As a country typically associated with its ban on women driving, uber-strict version of Islam and its fearsome religious police, Saudi Arabia is rarely a country associated with laughs.
But the kingdom's stand-up comedy scene is burgeoning, buoyed by the freedom provided to millions of young people by the internet and websites such as YouTube and Twitter, which have surged in a country where 67% of the population is under 30.
Fahad Albutairi, 30, is arguably one of Saudi Arabia's most famous comedians and was the first to appear live in the country at a public show in 2009 in Riyadh.
He has over 1.7 million Twitter followers and was recently listed as one of the most powerful Saudis under 40 by Dubai-based magazine Arabian Business.
The bulk of Fahad's fans have come via YouTube which, the Financial Times reported recently, Saudis watch obsessively.
As of March 2014, 90 million videos were viewed daily in the kingdom and as of June 2014 Saudi Arabia had more than 2.4m Twitter users, the highest penetration in the world.
Young Saudis are using Twitter, Facebook and YouTube as platforms to discuss taboo topics and establish serious debate over everything from government decisions to women's rights, state corruption to the minimum wage.
Fahad discovered his talent while studying at the University of Texas, in Austin, where he began performing stand-up comedy shows at open-mike nights.
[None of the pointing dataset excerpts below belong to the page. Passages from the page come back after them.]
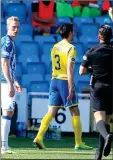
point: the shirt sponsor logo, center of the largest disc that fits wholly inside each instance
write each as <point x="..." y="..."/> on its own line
<point x="5" y="53"/>
<point x="84" y="58"/>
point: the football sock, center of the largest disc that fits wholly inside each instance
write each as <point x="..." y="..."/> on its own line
<point x="44" y="126"/>
<point x="5" y="129"/>
<point x="101" y="126"/>
<point x="76" y="123"/>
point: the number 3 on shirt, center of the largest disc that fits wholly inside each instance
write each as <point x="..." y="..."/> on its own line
<point x="57" y="57"/>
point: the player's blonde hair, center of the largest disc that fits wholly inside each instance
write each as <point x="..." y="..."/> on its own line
<point x="12" y="18"/>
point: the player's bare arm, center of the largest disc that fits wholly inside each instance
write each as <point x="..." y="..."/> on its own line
<point x="111" y="13"/>
<point x="70" y="74"/>
<point x="18" y="86"/>
<point x="83" y="70"/>
<point x="5" y="69"/>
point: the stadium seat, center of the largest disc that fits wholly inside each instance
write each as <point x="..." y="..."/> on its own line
<point x="80" y="20"/>
<point x="29" y="10"/>
<point x="18" y="70"/>
<point x="28" y="78"/>
<point x="44" y="39"/>
<point x="3" y="29"/>
<point x="46" y="57"/>
<point x="48" y="77"/>
<point x="89" y="29"/>
<point x="36" y="68"/>
<point x="61" y="20"/>
<point x="29" y="52"/>
<point x="26" y="29"/>
<point x="103" y="20"/>
<point x="79" y="51"/>
<point x="88" y="39"/>
<point x="91" y="44"/>
<point x="21" y="38"/>
<point x="16" y="9"/>
<point x="83" y="87"/>
<point x="39" y="86"/>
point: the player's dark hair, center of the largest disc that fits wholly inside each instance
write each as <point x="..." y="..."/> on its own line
<point x="65" y="29"/>
<point x="105" y="32"/>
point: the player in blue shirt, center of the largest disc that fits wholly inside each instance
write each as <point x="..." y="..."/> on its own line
<point x="9" y="83"/>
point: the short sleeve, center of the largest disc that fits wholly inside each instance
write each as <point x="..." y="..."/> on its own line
<point x="87" y="59"/>
<point x="72" y="54"/>
<point x="35" y="7"/>
<point x="6" y="48"/>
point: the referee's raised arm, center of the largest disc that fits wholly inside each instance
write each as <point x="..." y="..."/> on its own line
<point x="111" y="13"/>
He had his first show in the Middle East in Bahrain in 2008 and has since shared the stage with American comedians Gabriel Iglesias and Dean Edwards.
Speaking to IBTimes UK from his home in Riyadh, he admits that his foray into comedy once moving back to Saudi Arabia was simple – he was bored.
Fahad teamed up with a local director Ali Alkalthmi, who he had met at a show in Riyadh, and the two men started a YouTube show named 'La Yekthar' which, in Saudi Arabic slang, means: 'Put a lid on it'.
They later set up a production company Telfaz11, which started with four people and has gradually expanded to involve over 30 people, operating in Riyadh and Jeddah, and producing a range of YouTube shows.
Fahad said that he was inspired by US comedians such as Philip Defranco and Ray William Johnson but admitted that at the start it was difficult to push the brash, American-style of stand-up on a more conservative Saudi audience.
La Yekthar has a distinctly political and social output and while lots of Saudis appreciate Fahad and other comedians' candour in broaching contentious topics, others do not. Even now, he said, such concerns are "a daily challenge".
"Some people appreciate the bravery to touch on sensitive issues, but others are angry, as I might be presenting something which runs against their views," he said.
Some of the most contentious topics Fahad addresses, however, have been tourism and education in Saudi Arabia rather than the obvious social issues relating to sex or religion. He said that many of his YouTube shows have led to huge Twitter debates.
As for those who might not like what he does, they simply don't watch it.
"The trend that has started to emerge amongst Saudis is that majority of viewers are being selective to what to watch in YouTube. That means that those watching the show have chosen to watch it," he said.
Fahad, alongside other Saudi comedians, have certainly raised the roof of freedom across different channels of Saudi media, and as they publish online they are not subject to government pressure or censorship.
Given that, he has to rely on his knowledge of his own country when deciding what he can say and what we can't.
"The show sketches do not get filtered out by any governmental bodies, nevertheless, we often get them checked by friends and people we trust. We are all Saudis, and we understand the society we live in, and we know what is right what is wrong," he said.
As for the future, Fahad believes that it is bright for both his own work and other Saudi comedians – not least because of a growing number of them online. He feels that this will encourage better jokes and better content in the years ahead.
As will the Saudi youth, who have used social media to draw in ideas from young people across the world.
"Young people form the majority of Saudi citizens and the younger generation is changing from being just ordinary consumers, to be makers and contributors, which consequently give them more power in the society," he said.